Sizing Europe is no good thing

"Big Zeb and Somersby are manifestly not as good as Sizing Europe at his best, but the same cannot be said with such conviction about Finian's Rainbow."

Sizing Europe will go to Cheltenham with a good chance, but there could be one to topple him in his bid to win at the Festival for the third year in a row. Simon Rowlands reports...

It does not seem a year ago that I was arguing that Sizing Europe was not "overhyped", not "unsuited by Cheltenham" and not so fragile that he would "fail to make the Cheltenham Festival". I even wrote a blog about why he was worth backing at [16.0] for the Champion Chase (click HERE to read).

Twelve months on, and some things are not a whole lot different. Sizing Europe, who indeed won that race, is due to turn up again, as are Somersby and Big Zeb.

The big difference this time is the price.

Sizing Europe is [2.28] on Betfair for the repeat. He has won three of his five races since and confirmed himself a top-class chaser. But he makes nothing like the appeal from a betting point of view that he made this time last year.

Regular readers of this blog won't be surprised to learn that I fancy taking such a short-priced one on. Besides everything else, and as explained previously, good old-fashioned chance can see to it that apparent "good things" get turned over, not least at an event as competitive as the Cheltenham Festival. Every horse has its price.

Laying Sizing Europe is an option, but I would rather try to land on the winner instead in this instance. Big Zeb and Somersby are manifestly not as good as Sizing Europe at his best, but the same cannot be said with such conviction about Finian's Rainbow.

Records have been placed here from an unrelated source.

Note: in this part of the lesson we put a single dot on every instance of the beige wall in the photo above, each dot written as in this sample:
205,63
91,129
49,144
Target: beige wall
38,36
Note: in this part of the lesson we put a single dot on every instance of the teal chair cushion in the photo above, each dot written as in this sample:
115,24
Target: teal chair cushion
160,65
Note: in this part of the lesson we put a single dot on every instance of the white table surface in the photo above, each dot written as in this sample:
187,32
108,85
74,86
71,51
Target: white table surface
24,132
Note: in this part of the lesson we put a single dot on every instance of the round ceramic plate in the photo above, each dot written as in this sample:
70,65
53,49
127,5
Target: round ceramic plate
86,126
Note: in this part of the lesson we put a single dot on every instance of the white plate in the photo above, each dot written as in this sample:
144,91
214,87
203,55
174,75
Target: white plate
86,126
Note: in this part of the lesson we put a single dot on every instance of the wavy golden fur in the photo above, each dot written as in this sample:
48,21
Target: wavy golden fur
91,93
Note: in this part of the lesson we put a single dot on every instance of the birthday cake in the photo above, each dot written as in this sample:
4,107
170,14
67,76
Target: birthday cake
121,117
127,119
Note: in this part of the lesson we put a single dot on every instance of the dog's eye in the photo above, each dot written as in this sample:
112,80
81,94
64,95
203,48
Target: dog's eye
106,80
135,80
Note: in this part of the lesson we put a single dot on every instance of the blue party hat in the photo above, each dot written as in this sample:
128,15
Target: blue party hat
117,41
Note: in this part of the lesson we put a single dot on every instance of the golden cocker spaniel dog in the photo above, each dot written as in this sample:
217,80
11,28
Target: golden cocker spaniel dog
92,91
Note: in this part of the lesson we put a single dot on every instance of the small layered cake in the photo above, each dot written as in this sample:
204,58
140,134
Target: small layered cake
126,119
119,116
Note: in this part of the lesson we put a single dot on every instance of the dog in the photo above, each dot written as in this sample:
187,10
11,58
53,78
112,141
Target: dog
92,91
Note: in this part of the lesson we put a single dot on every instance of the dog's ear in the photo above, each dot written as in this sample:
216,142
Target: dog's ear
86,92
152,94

The Nicky Henderson-trained gelding has looked classy in winning five of his seven races over fences and has yet to cross swords with Sizing Europe.

He has crossed swords with Somersby, it is true, and came off second-best to him in the VC Chase at Ascot last time. But he looked the better horse by some way until the run-in.

If you don't believe me then dig out the video on the Attheraces website and consider also that Finian's Rainbow went as short as [1.26] in-play.

Remember the lesson from last year: there is a significant difference between a race at around two miles run in 4 minutes 07.8 seconds (as the Ascot race was) and one run in well under 4 minutes (as the Champion Chase is most likely to be).

Add to that the strong likelihood that Finian's Rainbow will be played as late as possible this time against a pace-forcing Sizing Europe and odds of [6.8] ante-post do not look at all bad. At the prices, it looks the sensible play.

Recommendation: 1 pt win Finian's Rainbow at [6.8]
.......
The recent cold snap prompted an interchange on Twitter regarding the desirability or otherwise of having a run close to Cheltenham, and that in turn prompted me to look into the statistics of "days since last run" at the last three Festivals.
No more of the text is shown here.